Deploy GraphQL Federation with Confidence

What You’ll Learn

This guide will teach you how to safely deploy subgraphs in a federated GraphQL architecture. We’ll start with the basics and build up to advanced deployment strategies, focusing on preventing production issues and maintaining system reliability.

Federation Basics

Understanding the core components and how they work together

Safety First

Schema validation and preventing breaking changes

Deployment Strategies

From simple deployments to advanced canary releases

Production Ready

Monitoring, rollbacks, and operational best practices

Understanding Federation Basics

Before diving into deployment strategies, let’s understand what we’re working with. GraphQL Federation allows you to split your API into independent services (subgraphs) while presenting a single, unified API to clients.

The Key Players

Subgraph

Supergraph

Router

Schema Registry

Why This Matters for Deployment

Unlike deploying a single service, federated GraphQL requires coordination. When you change a subgraph:

Schema compatibility - Your changes must work with other subgraphs
Timing matters - Deploy code first, then publish the schema
Router updates - The router needs the new schema to route correctly
Rollback complexity - Issues can affect the entire graph

The Foundation: Schema Safety

Most production issues in federated GraphQL come from schema problems. Before learning deployment strategies, you need to master schema safety.

The Critical Rule: Validate Before Deploy

Never deploy schema changes without validation. The wgc subgraph check command is your first line of defense.

# Always run this before deploying
wgc subgraph check my-products-subgraph \
  --schema ./schema.graphql \
  --namespace production

What Gets Checked

Breaking Changes

Will this break existing clients?

Removing fields, changing types, or modifying required arguments can break client applications.

Composition Validity

Can schemas merge successfully?

Your schema must combine properly with all other subgraphs to create a valid supergraph.

Operations Analysis

Smart safety checks

Analyzes real client usage data to determine if a “breaking” change is actually safe in practice.

Schema Linting

Enforces best practices

Validates your schema follows GraphQL federation principles and your organization’s conventions.

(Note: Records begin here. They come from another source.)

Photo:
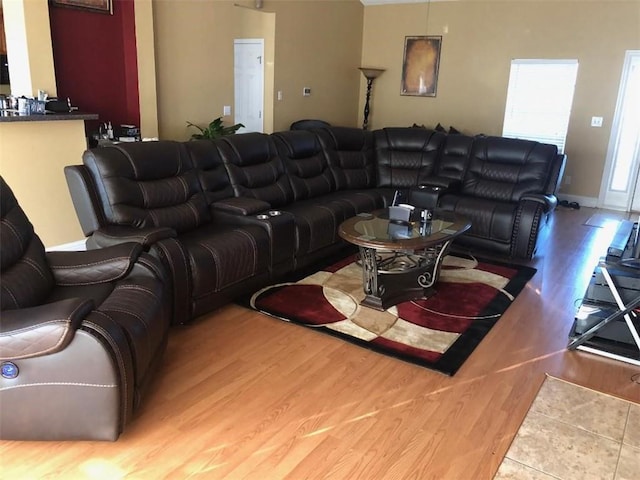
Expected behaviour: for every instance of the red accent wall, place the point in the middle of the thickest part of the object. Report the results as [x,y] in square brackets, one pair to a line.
[95,61]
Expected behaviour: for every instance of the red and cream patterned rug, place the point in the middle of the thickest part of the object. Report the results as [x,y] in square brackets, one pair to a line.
[439,332]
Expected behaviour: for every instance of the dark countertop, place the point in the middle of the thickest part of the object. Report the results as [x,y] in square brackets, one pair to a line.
[7,116]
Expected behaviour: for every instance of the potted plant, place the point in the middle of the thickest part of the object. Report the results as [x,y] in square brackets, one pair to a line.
[214,130]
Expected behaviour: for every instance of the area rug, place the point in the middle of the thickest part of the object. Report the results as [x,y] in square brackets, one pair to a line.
[439,332]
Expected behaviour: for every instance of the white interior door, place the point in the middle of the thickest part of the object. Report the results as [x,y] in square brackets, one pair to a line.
[249,83]
[621,183]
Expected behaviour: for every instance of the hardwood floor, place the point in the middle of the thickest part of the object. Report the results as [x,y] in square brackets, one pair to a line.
[244,396]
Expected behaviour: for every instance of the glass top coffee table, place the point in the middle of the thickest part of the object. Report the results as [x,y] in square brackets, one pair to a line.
[401,259]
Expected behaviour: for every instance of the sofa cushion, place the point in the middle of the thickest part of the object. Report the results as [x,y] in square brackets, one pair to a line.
[505,169]
[148,184]
[317,224]
[305,162]
[406,156]
[220,257]
[212,173]
[255,168]
[350,154]
[490,219]
[26,276]
[454,157]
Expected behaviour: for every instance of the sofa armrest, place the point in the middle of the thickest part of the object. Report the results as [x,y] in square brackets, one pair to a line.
[93,266]
[116,234]
[41,330]
[241,205]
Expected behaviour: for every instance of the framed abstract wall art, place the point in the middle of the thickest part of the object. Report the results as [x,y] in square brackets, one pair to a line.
[420,66]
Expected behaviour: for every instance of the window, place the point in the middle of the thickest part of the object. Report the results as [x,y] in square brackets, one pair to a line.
[539,100]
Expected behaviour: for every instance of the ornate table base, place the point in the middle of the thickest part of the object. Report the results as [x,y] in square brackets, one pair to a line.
[389,279]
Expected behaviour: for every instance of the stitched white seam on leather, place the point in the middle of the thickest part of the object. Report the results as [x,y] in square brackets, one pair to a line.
[12,333]
[14,230]
[252,240]
[91,264]
[117,354]
[33,265]
[57,384]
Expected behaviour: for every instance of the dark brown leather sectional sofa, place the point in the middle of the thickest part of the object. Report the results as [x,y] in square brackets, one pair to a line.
[231,215]
[177,229]
[81,333]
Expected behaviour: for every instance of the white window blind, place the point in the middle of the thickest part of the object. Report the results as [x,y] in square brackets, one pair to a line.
[539,100]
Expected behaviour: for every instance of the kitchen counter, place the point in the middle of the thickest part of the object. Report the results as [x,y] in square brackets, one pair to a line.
[12,116]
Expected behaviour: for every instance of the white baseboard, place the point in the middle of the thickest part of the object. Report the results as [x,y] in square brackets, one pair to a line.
[70,247]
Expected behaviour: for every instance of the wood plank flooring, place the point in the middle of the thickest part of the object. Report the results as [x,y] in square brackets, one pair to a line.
[244,396]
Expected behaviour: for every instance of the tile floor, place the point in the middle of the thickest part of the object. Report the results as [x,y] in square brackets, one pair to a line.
[574,433]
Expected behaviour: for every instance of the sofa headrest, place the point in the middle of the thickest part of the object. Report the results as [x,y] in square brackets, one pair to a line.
[408,139]
[247,149]
[297,144]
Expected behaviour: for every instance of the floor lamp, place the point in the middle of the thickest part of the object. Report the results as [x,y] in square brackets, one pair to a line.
[370,74]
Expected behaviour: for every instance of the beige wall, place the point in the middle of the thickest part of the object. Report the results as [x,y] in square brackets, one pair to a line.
[316,44]
[32,160]
[479,40]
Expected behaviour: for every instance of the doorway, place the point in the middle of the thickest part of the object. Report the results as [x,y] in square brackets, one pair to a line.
[620,189]
[249,83]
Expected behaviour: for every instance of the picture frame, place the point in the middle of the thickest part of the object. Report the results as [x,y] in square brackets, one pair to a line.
[100,6]
[420,65]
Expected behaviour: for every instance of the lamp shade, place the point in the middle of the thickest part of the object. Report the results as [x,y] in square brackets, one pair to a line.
[371,73]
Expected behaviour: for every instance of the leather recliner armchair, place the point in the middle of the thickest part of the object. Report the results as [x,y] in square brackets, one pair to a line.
[81,333]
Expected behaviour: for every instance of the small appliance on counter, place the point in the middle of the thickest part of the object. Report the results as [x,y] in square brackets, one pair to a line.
[57,105]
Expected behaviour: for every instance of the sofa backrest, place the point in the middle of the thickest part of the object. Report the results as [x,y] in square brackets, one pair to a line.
[350,155]
[454,157]
[207,160]
[406,156]
[255,168]
[26,277]
[505,169]
[148,184]
[305,163]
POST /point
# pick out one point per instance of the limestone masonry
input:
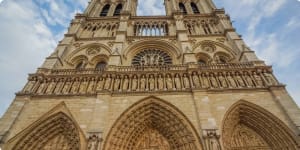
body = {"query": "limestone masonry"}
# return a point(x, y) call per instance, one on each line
point(184, 81)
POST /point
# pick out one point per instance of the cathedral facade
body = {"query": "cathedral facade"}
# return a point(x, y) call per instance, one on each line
point(183, 81)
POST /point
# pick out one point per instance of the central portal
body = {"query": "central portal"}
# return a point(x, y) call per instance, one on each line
point(152, 124)
point(152, 140)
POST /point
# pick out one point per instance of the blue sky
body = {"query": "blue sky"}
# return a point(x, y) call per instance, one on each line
point(31, 29)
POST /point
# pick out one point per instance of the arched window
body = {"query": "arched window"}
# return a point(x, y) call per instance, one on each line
point(195, 8)
point(80, 65)
point(105, 10)
point(118, 10)
point(201, 62)
point(182, 8)
point(101, 65)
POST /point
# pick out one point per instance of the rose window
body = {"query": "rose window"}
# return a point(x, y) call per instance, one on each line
point(152, 57)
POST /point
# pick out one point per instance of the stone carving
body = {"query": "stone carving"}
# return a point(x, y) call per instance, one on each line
point(94, 141)
point(160, 82)
point(186, 81)
point(151, 83)
point(196, 80)
point(177, 82)
point(117, 83)
point(134, 84)
point(211, 138)
point(125, 83)
point(147, 82)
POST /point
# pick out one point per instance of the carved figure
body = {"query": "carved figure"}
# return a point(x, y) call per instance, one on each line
point(186, 81)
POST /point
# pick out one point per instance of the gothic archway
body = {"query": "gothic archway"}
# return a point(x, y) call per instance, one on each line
point(248, 126)
point(56, 132)
point(152, 124)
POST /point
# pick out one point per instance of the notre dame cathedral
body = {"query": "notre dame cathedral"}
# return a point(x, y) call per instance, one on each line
point(183, 81)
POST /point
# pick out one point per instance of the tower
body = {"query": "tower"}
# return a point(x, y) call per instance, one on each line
point(118, 81)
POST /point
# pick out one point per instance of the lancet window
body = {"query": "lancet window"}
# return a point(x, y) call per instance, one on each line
point(105, 10)
point(118, 10)
point(182, 8)
point(151, 57)
point(195, 8)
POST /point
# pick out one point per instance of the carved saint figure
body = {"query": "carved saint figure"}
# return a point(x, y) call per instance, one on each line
point(240, 80)
point(169, 82)
point(213, 81)
point(196, 80)
point(107, 83)
point(75, 86)
point(51, 86)
point(125, 83)
point(222, 80)
point(143, 83)
point(100, 84)
point(117, 83)
point(160, 82)
point(83, 86)
point(231, 80)
point(134, 84)
point(177, 82)
point(66, 87)
point(186, 81)
point(151, 83)
point(259, 81)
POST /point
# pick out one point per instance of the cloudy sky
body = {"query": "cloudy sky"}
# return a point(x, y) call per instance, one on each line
point(30, 30)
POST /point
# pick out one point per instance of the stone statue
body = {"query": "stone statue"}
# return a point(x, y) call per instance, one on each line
point(205, 81)
point(151, 83)
point(125, 84)
point(231, 80)
point(186, 81)
point(240, 80)
point(196, 80)
point(213, 81)
point(169, 82)
point(91, 86)
point(177, 82)
point(258, 79)
point(107, 83)
point(59, 86)
point(117, 83)
point(248, 80)
point(83, 86)
point(100, 84)
point(270, 79)
point(41, 87)
point(160, 82)
point(134, 84)
point(223, 81)
point(75, 86)
point(66, 87)
point(143, 83)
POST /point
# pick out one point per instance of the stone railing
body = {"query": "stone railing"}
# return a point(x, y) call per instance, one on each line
point(133, 79)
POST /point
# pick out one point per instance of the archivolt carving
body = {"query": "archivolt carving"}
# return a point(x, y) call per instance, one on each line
point(248, 126)
point(90, 53)
point(56, 132)
point(169, 129)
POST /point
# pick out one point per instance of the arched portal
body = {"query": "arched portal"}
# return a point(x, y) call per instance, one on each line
point(248, 126)
point(152, 124)
point(56, 132)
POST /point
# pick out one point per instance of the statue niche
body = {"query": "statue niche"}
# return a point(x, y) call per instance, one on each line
point(151, 57)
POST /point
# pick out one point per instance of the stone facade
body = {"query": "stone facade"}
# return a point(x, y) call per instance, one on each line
point(184, 81)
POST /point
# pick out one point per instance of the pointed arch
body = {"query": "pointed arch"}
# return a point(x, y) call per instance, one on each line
point(182, 8)
point(55, 130)
point(247, 126)
point(118, 10)
point(105, 10)
point(195, 8)
point(152, 115)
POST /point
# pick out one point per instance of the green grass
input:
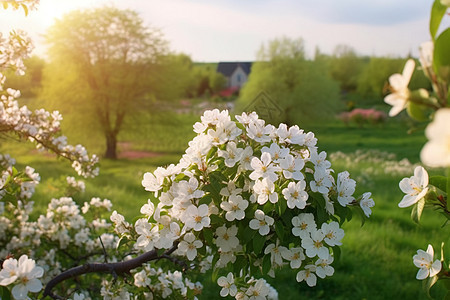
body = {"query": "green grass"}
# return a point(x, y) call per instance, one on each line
point(376, 260)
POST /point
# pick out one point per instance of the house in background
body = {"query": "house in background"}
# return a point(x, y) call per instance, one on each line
point(236, 73)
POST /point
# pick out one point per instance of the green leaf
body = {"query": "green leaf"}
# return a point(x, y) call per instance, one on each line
point(437, 13)
point(439, 181)
point(441, 57)
point(417, 210)
point(361, 214)
point(417, 112)
point(258, 243)
point(428, 284)
point(336, 253)
point(279, 229)
point(267, 264)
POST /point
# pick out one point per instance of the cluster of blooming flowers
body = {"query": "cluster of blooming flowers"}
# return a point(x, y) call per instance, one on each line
point(43, 127)
point(40, 126)
point(23, 274)
point(13, 50)
point(253, 288)
point(416, 188)
point(423, 105)
point(248, 196)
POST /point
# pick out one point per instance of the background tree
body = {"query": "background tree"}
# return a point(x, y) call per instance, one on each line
point(30, 83)
point(301, 88)
point(375, 75)
point(110, 61)
point(345, 67)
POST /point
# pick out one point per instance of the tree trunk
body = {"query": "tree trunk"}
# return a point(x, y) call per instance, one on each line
point(111, 146)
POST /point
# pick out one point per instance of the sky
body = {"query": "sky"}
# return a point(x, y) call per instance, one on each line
point(234, 30)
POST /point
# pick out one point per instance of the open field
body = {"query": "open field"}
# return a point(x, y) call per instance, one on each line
point(376, 260)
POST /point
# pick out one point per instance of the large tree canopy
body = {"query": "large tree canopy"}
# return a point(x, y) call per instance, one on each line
point(109, 60)
point(296, 90)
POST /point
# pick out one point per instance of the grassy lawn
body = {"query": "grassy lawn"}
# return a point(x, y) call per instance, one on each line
point(376, 260)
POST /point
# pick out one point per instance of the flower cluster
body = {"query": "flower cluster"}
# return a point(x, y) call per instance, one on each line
point(23, 274)
point(249, 197)
point(422, 190)
point(40, 126)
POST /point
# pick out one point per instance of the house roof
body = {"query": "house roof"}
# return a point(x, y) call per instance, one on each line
point(227, 68)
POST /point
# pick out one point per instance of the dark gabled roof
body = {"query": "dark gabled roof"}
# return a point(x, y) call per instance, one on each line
point(227, 68)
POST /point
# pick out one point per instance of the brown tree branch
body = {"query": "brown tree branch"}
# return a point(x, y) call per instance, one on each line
point(117, 269)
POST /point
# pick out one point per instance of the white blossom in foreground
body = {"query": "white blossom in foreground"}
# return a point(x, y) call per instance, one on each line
point(314, 245)
point(228, 286)
point(436, 152)
point(415, 187)
point(308, 275)
point(399, 84)
point(189, 245)
point(25, 272)
point(261, 222)
point(424, 261)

Failed validation = Don’t deploy

If wgc subgraph check fails, fix the issues before proceeding. A failed check means your changes could break the entire graph or existing client applications. In rare cases, you can overwrite the check in the Cosmo Studio to proceed with the deployment. This can be useful when removing unused fields or types.

Environment Isolation

Use separate namespaces for complete isolation between environments:

dev namespace
├── Products Subgraph
├── Users Subgraph  
├── Orders Subgraph
└── Federated Graph

For trying new features and schema changes without risk

dev namespace
├── Products Subgraph
├── Users Subgraph  
├── Orders Subgraph
└── Federated Graph

For trying new features and schema changes without risk

stage namespace  
├── Products Subgraph
├── Users Subgraph
├── Orders Subgraph
└── Federated Graph

Final validation before production - mirrors your live setup

prod namespace
├── Products Subgraph
├── Users Subgraph
├── Orders Subgraph
└── Federated Graph

Your live system serving real customers - requires maximum safety

Your First Safe Deployment

Let’s walk through a basic deployment that follows safety best practices.

Step-by-Step Process

Validate Your Schema

Before touching any infrastructure

# Check against your target environment
wgc subgraph check my-products-subgraph \
  --schema ./schema.graphql \
  --namespace development

Only proceed if this passes without errors.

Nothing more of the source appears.